Miriam was perplexed. She looked searchingly at Barton. Was he mad? She thought he must surely be. She did not like the light in his eye.

"But," she said, "even so, I cannot see how his marriage with me is to act as the punishment you would have it. I cannot marry him against his will, even if I would; and if it were his wish to marry me, I--I--I think he would be happy."

"Exactly so; exactly so. His future lies in your hands. You can avert his punishment--that is to say he can avert it through you. Listen to me. You may love Gerald Arkel, but you do not know him. He is the weakest, blindest, most easily led of men. It is through his weakness that I intend he shall suffer. It shall be my strength--unless he be wise in time and grasp the chance fate offers him. I intend he shall be my heir. I need not name the sum he will inherit; but it will not be small. And it shall be his d.a.m.nation, his ruin. By means of it he will sink to the depths of infamy--of degradation, to perdition utterly. So shall he expiate the bitter wrong that has ruined my life--so shall he suffer for the sin of his cursed mother. Still I am not merciless. He has two women now from whom to choose. If he choose the right one, well and good. Such an influence as yours over him is the only thing that can save him, for you are a good woman. That is why I brought you here. But if he choose the other--the brainless, shallow minx with whom he thinks he is in love, then will his downfall be more rapid a hundred times. Now you know his chance and yours."

"But--but." Miriam was more and more bewildered. "But why choose me--you know nothing about me really, and what you do know is not on the face of it very reputable. How can you be sure that I am what you seem to think me?"

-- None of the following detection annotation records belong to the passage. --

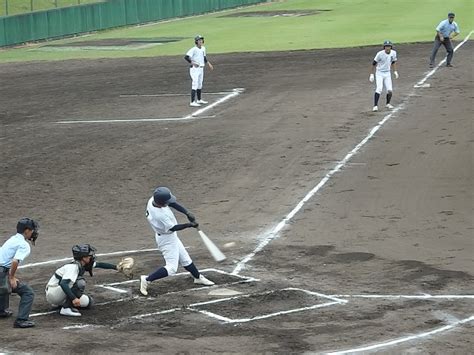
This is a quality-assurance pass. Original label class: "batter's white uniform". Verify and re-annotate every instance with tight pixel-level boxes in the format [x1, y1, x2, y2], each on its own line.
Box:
[46, 263, 79, 306]
[374, 49, 397, 94]
[146, 197, 193, 275]
[186, 46, 206, 90]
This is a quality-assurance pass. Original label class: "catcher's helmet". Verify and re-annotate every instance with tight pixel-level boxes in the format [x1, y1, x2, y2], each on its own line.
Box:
[153, 186, 176, 205]
[72, 244, 97, 260]
[194, 35, 204, 44]
[16, 217, 39, 245]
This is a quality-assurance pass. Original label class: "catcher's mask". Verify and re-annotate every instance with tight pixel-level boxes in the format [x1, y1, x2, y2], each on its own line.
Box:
[194, 35, 204, 44]
[16, 217, 39, 245]
[153, 186, 176, 205]
[72, 244, 97, 276]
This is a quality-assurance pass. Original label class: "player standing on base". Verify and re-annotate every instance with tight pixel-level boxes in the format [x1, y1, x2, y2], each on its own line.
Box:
[430, 12, 459, 68]
[140, 187, 214, 296]
[369, 41, 398, 112]
[184, 35, 214, 107]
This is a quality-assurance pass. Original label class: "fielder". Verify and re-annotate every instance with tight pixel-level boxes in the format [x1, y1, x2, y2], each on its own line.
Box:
[184, 35, 214, 107]
[0, 218, 39, 328]
[430, 12, 460, 68]
[369, 41, 398, 112]
[45, 244, 134, 317]
[140, 187, 214, 296]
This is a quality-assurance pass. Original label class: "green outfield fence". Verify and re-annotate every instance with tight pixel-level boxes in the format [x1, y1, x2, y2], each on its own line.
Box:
[0, 0, 267, 47]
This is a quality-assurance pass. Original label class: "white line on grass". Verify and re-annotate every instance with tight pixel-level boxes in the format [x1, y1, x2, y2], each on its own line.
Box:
[326, 316, 474, 355]
[232, 31, 474, 275]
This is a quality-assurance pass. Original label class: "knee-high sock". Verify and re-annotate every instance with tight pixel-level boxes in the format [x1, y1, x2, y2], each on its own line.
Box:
[184, 263, 200, 279]
[374, 92, 380, 106]
[150, 266, 168, 281]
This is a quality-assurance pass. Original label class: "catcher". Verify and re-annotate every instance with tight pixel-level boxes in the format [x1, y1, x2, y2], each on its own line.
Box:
[46, 244, 134, 317]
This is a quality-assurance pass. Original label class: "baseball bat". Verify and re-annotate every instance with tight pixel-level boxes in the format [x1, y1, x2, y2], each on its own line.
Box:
[198, 229, 226, 262]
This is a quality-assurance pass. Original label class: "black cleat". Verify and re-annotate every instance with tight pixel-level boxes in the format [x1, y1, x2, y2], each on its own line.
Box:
[13, 319, 35, 328]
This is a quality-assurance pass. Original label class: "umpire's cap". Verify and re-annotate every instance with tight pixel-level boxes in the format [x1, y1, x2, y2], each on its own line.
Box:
[72, 244, 97, 260]
[194, 35, 204, 44]
[16, 217, 39, 245]
[153, 186, 176, 205]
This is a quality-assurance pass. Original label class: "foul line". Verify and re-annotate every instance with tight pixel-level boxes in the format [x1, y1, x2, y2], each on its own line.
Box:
[232, 31, 474, 274]
[326, 316, 474, 355]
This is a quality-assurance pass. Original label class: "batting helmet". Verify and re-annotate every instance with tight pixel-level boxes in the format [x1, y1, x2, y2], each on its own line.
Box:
[194, 35, 204, 44]
[72, 244, 97, 260]
[153, 186, 176, 205]
[16, 217, 39, 245]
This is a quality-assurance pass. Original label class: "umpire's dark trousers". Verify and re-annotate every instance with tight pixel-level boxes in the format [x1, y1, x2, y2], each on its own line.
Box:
[430, 35, 454, 65]
[0, 266, 35, 320]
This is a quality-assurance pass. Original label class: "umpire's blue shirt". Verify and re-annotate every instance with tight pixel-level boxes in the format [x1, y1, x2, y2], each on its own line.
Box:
[0, 233, 31, 269]
[436, 20, 459, 37]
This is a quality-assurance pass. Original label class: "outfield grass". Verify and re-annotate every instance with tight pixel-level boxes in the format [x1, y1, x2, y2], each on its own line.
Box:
[0, 0, 104, 16]
[0, 0, 474, 62]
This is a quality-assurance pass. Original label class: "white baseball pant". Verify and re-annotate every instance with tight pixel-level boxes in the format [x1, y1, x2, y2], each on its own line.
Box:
[375, 71, 392, 94]
[189, 66, 204, 90]
[155, 233, 193, 276]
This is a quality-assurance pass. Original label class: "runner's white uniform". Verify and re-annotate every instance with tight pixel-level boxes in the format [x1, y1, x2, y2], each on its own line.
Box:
[146, 197, 193, 276]
[374, 49, 397, 94]
[186, 46, 206, 90]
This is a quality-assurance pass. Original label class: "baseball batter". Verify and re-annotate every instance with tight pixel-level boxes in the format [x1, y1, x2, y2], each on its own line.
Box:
[140, 187, 214, 296]
[45, 244, 134, 317]
[430, 12, 460, 68]
[184, 35, 214, 107]
[369, 41, 398, 112]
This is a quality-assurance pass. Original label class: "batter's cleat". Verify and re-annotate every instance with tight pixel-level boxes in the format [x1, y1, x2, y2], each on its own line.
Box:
[59, 307, 82, 317]
[194, 274, 215, 286]
[0, 309, 13, 318]
[13, 319, 35, 328]
[140, 275, 150, 296]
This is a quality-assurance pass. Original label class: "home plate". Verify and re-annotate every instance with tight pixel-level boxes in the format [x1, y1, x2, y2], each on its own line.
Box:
[209, 288, 242, 296]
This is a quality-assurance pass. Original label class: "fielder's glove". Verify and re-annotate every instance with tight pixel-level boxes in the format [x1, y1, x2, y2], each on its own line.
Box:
[117, 256, 135, 278]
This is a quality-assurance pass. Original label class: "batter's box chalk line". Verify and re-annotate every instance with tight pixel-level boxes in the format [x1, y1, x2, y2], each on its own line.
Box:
[95, 268, 260, 299]
[187, 287, 347, 323]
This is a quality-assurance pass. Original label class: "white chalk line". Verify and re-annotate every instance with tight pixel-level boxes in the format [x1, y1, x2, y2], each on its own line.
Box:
[326, 316, 474, 355]
[55, 88, 245, 124]
[232, 31, 474, 275]
[413, 31, 474, 88]
[187, 287, 347, 323]
[119, 91, 233, 98]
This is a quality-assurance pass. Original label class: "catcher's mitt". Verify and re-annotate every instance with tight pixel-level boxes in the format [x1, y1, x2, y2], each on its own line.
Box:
[117, 256, 135, 278]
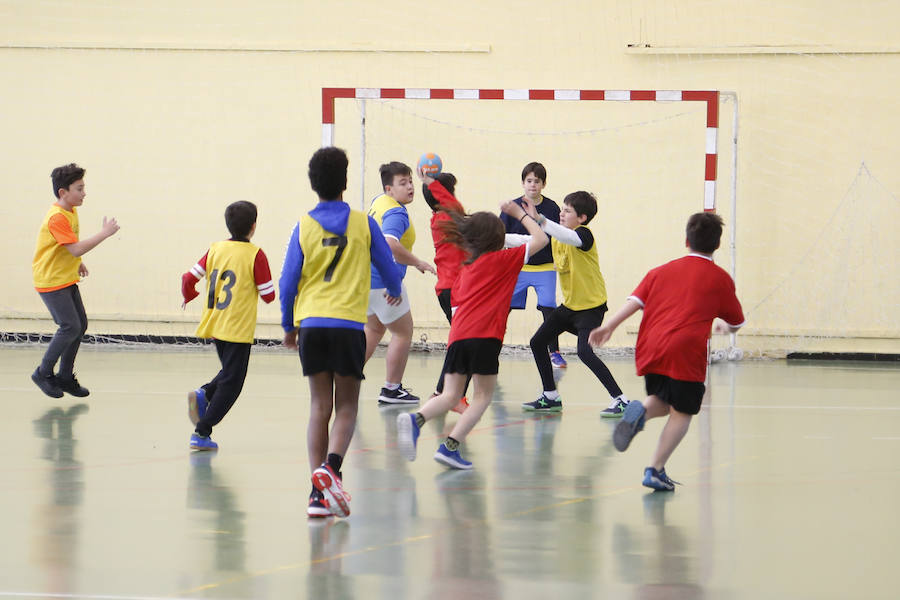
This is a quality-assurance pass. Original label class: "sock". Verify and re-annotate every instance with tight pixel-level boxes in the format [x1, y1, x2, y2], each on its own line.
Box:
[325, 453, 344, 477]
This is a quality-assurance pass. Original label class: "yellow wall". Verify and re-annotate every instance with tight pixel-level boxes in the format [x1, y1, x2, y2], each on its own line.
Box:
[0, 0, 900, 351]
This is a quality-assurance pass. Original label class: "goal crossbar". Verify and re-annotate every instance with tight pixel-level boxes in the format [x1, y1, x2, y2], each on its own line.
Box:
[322, 87, 719, 211]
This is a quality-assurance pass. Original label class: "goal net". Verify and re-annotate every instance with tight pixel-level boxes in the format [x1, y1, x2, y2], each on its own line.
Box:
[323, 88, 733, 352]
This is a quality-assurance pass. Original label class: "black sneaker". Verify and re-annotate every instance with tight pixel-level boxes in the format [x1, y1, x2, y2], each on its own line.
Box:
[31, 367, 62, 398]
[600, 398, 628, 419]
[56, 373, 90, 398]
[522, 394, 562, 412]
[378, 383, 419, 404]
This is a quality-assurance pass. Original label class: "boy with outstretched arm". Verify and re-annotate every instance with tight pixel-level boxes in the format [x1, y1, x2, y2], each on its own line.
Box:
[590, 212, 744, 491]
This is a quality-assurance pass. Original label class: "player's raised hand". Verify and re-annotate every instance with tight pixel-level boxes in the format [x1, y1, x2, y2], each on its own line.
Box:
[416, 167, 434, 185]
[500, 200, 528, 220]
[100, 217, 119, 237]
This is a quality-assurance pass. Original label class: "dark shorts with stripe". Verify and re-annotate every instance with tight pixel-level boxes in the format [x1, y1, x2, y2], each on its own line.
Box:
[644, 373, 706, 415]
[297, 327, 366, 380]
[444, 338, 503, 375]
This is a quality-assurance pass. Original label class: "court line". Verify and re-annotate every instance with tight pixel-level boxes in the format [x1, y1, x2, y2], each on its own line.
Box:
[0, 590, 197, 600]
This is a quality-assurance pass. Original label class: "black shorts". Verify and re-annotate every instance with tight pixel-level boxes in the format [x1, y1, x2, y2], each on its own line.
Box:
[444, 338, 503, 375]
[297, 327, 366, 380]
[644, 373, 706, 415]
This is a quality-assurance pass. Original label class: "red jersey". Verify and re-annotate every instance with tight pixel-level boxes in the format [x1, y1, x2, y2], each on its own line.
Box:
[631, 254, 744, 382]
[447, 244, 528, 346]
[428, 181, 468, 293]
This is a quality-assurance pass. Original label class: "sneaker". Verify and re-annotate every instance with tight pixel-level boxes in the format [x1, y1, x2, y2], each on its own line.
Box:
[306, 490, 331, 519]
[550, 352, 569, 369]
[434, 443, 472, 471]
[191, 433, 219, 450]
[378, 383, 419, 404]
[613, 401, 647, 452]
[397, 413, 419, 460]
[188, 388, 209, 425]
[56, 373, 90, 398]
[450, 396, 469, 414]
[643, 467, 681, 492]
[31, 367, 62, 398]
[522, 394, 562, 412]
[312, 464, 350, 517]
[600, 399, 628, 419]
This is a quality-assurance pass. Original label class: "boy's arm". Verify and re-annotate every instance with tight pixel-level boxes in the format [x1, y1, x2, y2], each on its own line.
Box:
[369, 217, 403, 304]
[278, 223, 303, 336]
[181, 250, 209, 308]
[253, 248, 275, 304]
[428, 179, 463, 212]
[588, 296, 643, 347]
[63, 217, 119, 256]
[537, 215, 582, 248]
[381, 209, 437, 273]
[500, 198, 550, 258]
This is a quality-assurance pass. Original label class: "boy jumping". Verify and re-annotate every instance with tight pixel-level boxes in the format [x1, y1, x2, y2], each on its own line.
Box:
[590, 213, 744, 491]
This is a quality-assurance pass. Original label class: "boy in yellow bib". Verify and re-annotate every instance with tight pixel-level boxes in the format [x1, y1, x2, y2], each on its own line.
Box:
[278, 147, 401, 518]
[507, 192, 628, 417]
[31, 163, 119, 398]
[181, 200, 275, 450]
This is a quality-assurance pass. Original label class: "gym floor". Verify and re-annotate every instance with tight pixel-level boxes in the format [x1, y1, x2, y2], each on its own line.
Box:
[0, 345, 900, 600]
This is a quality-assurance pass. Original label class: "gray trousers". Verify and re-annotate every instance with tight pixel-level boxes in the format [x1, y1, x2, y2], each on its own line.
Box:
[39, 285, 87, 377]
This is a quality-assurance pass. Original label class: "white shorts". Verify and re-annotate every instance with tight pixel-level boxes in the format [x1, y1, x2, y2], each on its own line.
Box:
[366, 284, 409, 325]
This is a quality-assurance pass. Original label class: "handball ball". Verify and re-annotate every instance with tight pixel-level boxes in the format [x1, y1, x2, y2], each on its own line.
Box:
[418, 152, 444, 177]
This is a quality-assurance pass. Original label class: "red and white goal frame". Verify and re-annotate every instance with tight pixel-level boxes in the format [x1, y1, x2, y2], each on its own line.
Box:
[322, 88, 719, 211]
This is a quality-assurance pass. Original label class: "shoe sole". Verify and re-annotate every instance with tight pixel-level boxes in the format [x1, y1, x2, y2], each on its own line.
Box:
[31, 374, 63, 398]
[397, 413, 416, 462]
[522, 405, 562, 412]
[434, 452, 472, 471]
[613, 402, 647, 452]
[312, 469, 350, 517]
[378, 396, 419, 404]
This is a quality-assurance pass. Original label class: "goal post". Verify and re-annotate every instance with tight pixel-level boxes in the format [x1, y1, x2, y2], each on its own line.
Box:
[321, 87, 736, 354]
[322, 87, 719, 211]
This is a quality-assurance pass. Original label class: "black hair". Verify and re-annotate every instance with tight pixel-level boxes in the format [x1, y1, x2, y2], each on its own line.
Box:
[309, 146, 349, 200]
[437, 208, 506, 265]
[685, 212, 725, 254]
[522, 162, 547, 185]
[563, 192, 597, 225]
[50, 163, 85, 198]
[422, 173, 456, 211]
[225, 200, 256, 240]
[378, 161, 412, 188]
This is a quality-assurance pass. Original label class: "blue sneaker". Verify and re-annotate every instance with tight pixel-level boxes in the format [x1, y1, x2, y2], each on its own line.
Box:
[643, 467, 681, 492]
[191, 433, 219, 450]
[434, 444, 472, 471]
[522, 394, 562, 412]
[613, 401, 647, 452]
[397, 413, 419, 460]
[188, 388, 209, 425]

"I am sure of it. I knew it the first moment I saw your face; but still, I did not trust to that. I made inquiries; nothing was overlooked. I was very careful--you forget I had ample time and opportunity whilst you were recovering your health at the hotel."

Miriam turned pale.

"But how could you do that? I told you nothing of myself. You had nothing to go upon."

"I had sufficient for my purpose. I had Jabez, you told me about him. I learned what you had been to him--how in the midst of all corruption you had kept yourself pure, how your strength of purpose and never-flinching spirit had been exercised for him, how you had encouraged him and helped him and stuck to him through all tribulation, even to starvation--for you were starving on that night, Miriam. All this I learned, and more, and so I determined that you were the woman who should stand for the salvation of this man, and I brought you here that you might marry him if you would, and save him from himself. You see, I am not altogether so bad as you think me."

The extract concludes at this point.